Campo's Coming Of Age

Posting a 5-11 record in the 2000 season, Dave Campo had less than an auspicious introduction into the head-coaching spotlight for the Dallas Cowboys. What did he take away from his baptism under fire that will allow him to be more effective his sophomore year?

His interview indicates changes in both his management and game planning to achieve better results.

"The biggest thing I found is I must do a better job of budgeting my time," Dave Campo told Mike Baldwin of the Daily Oklahoman.

"I have some strengths in the media area and public relations. But it took away too much, in my mind, from the football part," he said. Being an affable character, Campo makes himself available perhaps too much for the press. Defensive coordinators are rarely called on to sit in on Jerry Jones post-game interview, so juggling this new job requirement along with the head coaching duties took some getting used to. However, time management isn't the only area Campo intends to improve his production. "I think we panicked a little bit and tried to change some things (defensively) in mid stream (last season)… To be perfectly honest, we're going to go back to what I know and feel comfortable with. It's an attacking-style mentality. It's not just a blitz style but also more of an attack the line of scrimmage… That's what we do best."

Yet going to a style of front seven play the team is familiar with exposes the raw and unproven talent at cornerback. Campo has addressed this with a slight tweak of the coverage schemes they have played in the past. "Obviously, you'd like to have a little more veteran experience… We won't be a man-to-man defensive club on every down anymore. With the young guys we'll use more zone press."

His hopes are tied to being more aggressive with the front seven. If he can force teams out of their comfort zone, he may be able to cover his team's glaring Achilles Heel at cornerback. Otherwise, his weakness will be exposed creating a ripple throughout the defense. Stopping 200-yard ground games does little if you give up over 300 yards in the air each week.

Campo splits his time between defense and offense and likes what he sees on the field offensively. The comeback of both starters at wide receiver gives the Cowboys hope for a better offensive production from last season.

Speaking on Galloway and Ismail, Campo said, "There's no question we feel those guys are ready. We were cautious with them in mini-camp, but both of them showed they're close." The key to the offensive success in Campo's mind lies in the prosperity of Tony Banks. "He can make all the throws we ask, and not many quarterbacks in this league have that type of arm. We just need to make sure we don't ask him to do what he can't do."

Banks is not on an island though and has help in the elder statesman, Emmitt Smith. "One of our strengths is our offensive line and the ability of Emmitt Smith to run the football."

This mainstay of the Dallas offense will afford opportunities for Banks to stay within his capabilities and play to his strong suit of throwing deep. "We're certainly going to… take the approach we're going to run the football, use play-action and try to get the ball deep as many times as we can during a game."

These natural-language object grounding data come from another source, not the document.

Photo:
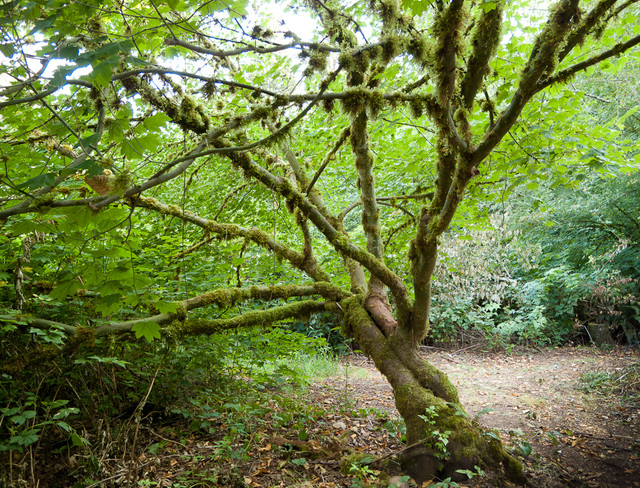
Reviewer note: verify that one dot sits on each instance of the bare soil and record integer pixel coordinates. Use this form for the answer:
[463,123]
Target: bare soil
[579,438]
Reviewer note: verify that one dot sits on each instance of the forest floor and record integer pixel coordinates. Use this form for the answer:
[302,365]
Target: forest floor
[551,400]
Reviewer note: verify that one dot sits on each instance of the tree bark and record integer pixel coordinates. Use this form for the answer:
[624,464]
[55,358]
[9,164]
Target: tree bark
[429,405]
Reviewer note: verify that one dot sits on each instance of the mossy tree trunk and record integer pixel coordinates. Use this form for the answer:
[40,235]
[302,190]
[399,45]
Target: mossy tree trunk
[429,405]
[450,61]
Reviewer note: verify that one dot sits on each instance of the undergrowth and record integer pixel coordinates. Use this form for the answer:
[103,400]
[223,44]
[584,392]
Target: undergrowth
[159,414]
[624,383]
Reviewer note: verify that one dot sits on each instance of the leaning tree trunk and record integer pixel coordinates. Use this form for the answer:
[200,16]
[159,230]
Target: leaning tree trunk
[429,404]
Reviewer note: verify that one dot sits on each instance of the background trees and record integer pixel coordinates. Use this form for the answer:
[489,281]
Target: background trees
[163,160]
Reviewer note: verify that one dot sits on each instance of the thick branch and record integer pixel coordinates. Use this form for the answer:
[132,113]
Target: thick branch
[232,231]
[484,42]
[253,318]
[255,49]
[567,73]
[333,235]
[588,23]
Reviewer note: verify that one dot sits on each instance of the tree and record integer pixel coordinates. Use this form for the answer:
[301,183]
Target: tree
[211,111]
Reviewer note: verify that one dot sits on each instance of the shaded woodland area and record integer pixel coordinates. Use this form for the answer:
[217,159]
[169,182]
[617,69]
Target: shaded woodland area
[207,207]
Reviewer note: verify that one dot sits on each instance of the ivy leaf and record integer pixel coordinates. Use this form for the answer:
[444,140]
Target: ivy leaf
[148,330]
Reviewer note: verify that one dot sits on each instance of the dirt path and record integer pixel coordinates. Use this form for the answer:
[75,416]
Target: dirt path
[578,439]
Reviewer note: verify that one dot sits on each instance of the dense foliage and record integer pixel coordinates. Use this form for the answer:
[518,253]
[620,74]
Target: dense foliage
[180,171]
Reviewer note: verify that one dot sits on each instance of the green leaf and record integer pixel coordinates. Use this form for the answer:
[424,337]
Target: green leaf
[148,330]
[101,73]
[108,304]
[78,440]
[7,49]
[167,307]
[417,7]
[26,438]
[65,288]
[40,181]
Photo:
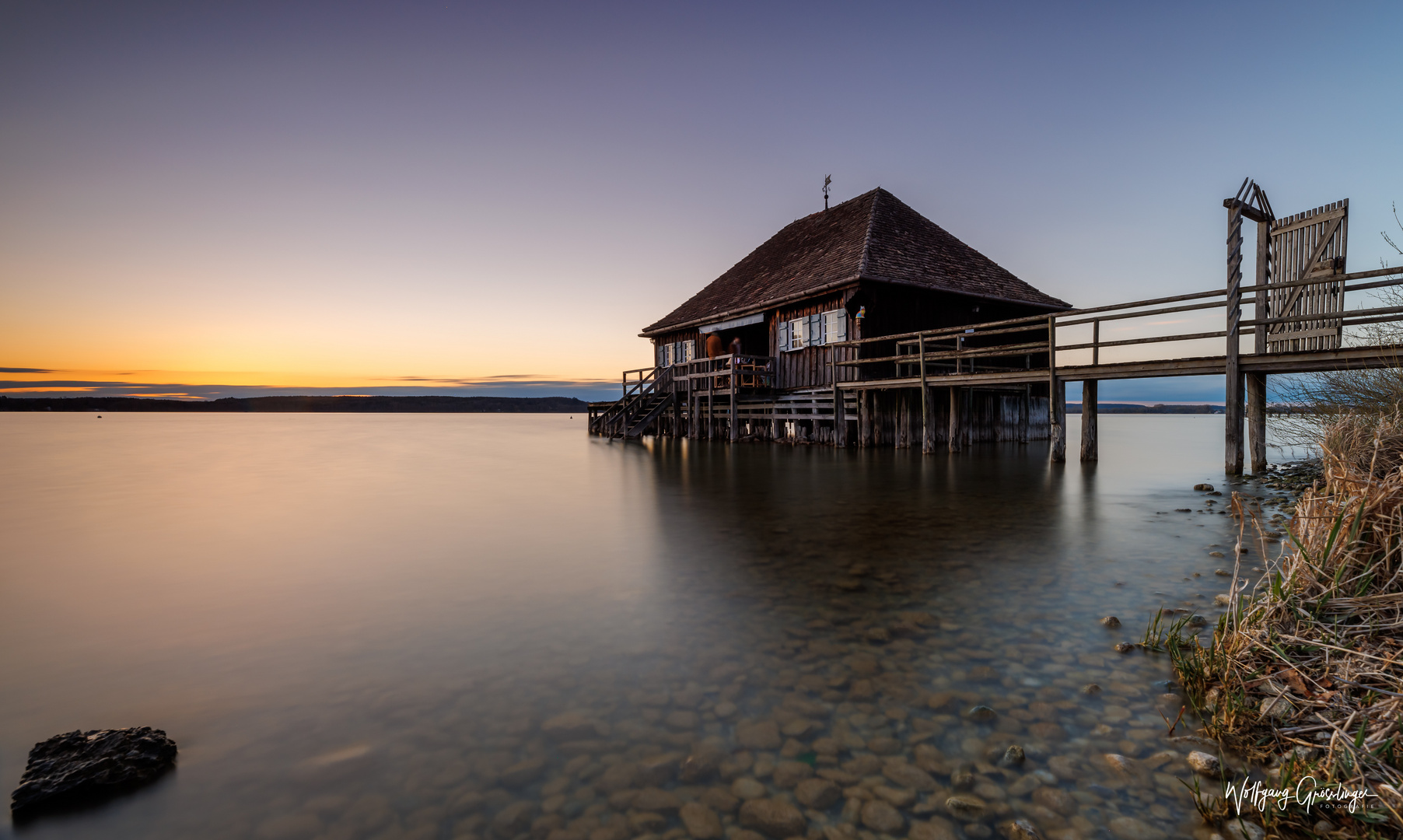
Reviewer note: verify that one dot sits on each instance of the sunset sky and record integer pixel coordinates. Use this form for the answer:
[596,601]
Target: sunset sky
[236,199]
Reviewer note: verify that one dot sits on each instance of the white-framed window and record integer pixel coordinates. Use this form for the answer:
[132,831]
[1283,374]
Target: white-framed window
[813,330]
[678,352]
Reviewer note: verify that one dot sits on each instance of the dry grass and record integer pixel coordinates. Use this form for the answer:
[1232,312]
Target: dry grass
[1303,672]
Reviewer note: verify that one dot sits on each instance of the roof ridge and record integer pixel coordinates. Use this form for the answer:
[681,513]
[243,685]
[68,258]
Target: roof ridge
[867,239]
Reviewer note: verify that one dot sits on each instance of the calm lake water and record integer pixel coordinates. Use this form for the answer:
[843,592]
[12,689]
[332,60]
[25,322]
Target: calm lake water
[366,626]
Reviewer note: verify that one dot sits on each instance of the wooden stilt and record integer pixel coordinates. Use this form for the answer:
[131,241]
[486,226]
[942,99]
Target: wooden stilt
[839,417]
[1089,442]
[736,412]
[1258,421]
[1232,410]
[865,418]
[902,420]
[956,432]
[928,420]
[1024,412]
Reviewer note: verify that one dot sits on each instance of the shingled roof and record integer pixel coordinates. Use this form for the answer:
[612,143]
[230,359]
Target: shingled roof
[870,237]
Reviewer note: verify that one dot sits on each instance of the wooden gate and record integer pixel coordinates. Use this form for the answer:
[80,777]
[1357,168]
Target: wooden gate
[1308,247]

The reality of young inexperienced players and dead money woes that eat up almost 30% of the cap give this season a dark pall. Yet Campo looks for the team to fare better than expected. "If we can stay away from injuries, there is no question in my mind that we can be a player in our division. Anything can happen from there."

The NFC East has improved over the NFC Least of a few years ago. While Washington is still trying to find it's rhythm and Arizona is in it's usual tailspin, the other two teams have discovered hard-nosed football.

New York played in last years Superbowl and should be a solid team, even though they will now have to face a winners schedule that normally finds them lacking.

Philadelphia will be the odds on favorite to take the East with one of the best defenses in the football. Even with losing both targets for McNabb's passing game they have the tools to be the front-runner at this point.

With this type of competition in his backyard Campo seems composed and likes his chances this season. "All I did was get a knot in my stomach watching the Super Bowl. Not to take anything away from those two teams but anything can happen in this league. If we stay healthy we'll be right back into it."

Perhaps Campo's replies are a bit of Polly Anna mixed with the Dallas Cowboy Cheerleaders. But he makes no bones about his optimism either. "I'm a positive person, and I'm going to find positive in anything."

Dave Campo will be tested again come September. On the field with question marks at the quarterback position, rehabbing receivers, and a defense that was a sieve at tackle and now cornerback. If the pre-season reviews are any indication, his positive outlook will be taking a few final exams, as well.